The last step of the query refinement is binding a Boolean query with the term-based query. As the disadvantage of the traditional term-based document search strategy our QA system uses, the strategy does not offer the function as the Boolean operator “NOT” does. It only searches the documents which the users are willing to read. It does not filter the documents which the users do not expect to see specifically. That is why we can utilize the function of the Boolean operator “NOT” to help the users indicate one or more terms which are not expected to be seen in the retrieval result. In other words, as long as a document which contains one of the terms mentioned in the Boolean query, this document should not be retrieved even if it also shares some common terms with the question. The users in this step can build up their own Boolean queries with the unwelcomed terms. For example, a user asked the question “how to cook some sweet corns” in our QA system.
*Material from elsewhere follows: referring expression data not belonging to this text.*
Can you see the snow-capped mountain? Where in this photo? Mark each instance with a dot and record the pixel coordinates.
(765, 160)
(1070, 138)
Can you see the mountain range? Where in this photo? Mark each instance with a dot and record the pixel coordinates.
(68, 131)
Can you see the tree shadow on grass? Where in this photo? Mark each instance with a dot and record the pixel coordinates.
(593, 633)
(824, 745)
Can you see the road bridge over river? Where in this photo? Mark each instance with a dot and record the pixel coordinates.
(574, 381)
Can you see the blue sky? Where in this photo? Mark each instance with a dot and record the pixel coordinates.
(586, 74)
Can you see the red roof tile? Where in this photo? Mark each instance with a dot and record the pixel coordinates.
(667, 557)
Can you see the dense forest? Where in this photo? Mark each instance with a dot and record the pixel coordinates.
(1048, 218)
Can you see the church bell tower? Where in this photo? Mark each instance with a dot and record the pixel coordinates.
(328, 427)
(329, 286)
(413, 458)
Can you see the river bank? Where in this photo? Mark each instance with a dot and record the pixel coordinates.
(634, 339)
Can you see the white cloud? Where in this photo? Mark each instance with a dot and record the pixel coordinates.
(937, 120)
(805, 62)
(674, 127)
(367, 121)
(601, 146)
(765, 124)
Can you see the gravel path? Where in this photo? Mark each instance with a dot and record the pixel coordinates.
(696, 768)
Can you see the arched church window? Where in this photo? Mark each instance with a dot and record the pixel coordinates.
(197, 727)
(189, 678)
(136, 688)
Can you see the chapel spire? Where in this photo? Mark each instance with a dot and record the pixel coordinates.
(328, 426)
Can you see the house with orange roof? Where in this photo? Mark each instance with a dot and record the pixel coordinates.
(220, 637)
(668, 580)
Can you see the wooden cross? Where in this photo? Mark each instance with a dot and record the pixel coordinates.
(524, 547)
Our system then sends this question to the Google search engine to search for some relevant web pages. During the Google search process, some web pages which contain the recipe of cooking the salty corns are considered as the related web pages to the query and will be shown in the Google search result. Our QA system then will download those web pages and save their text contents into our
113
document collection. Thus, since some documents which came from the salty corn web pages share the common terms “cook” and “corns” with the question, they will definitely be retrieved by the system and presented to the user. However, they are clearly not the recipes the user is looking for and their existences in the candidate answers may disturb the user’s answer searching. Therefore, the user can use the Boolean query “NOT” to restrict those documents showing in the candidate answers. For doing it, the user can simply add the term “salty” in the Boolean “NOT” query. In the next answer retrieve process, as long as a document which contains the term “salty”, it will not be retrieved by our QA system or shown back to the user. Thus, same with the question reediting but different from the question term weighting, the Boolean query changes the members of the candidate answers.
Again, same with the first step in this query refinement, the second and third step are also not mandatory to the users to finish. Those three steps are all independent and affect the future search result separately. This query refinement will be executed repeatedly until the users find their expected answers.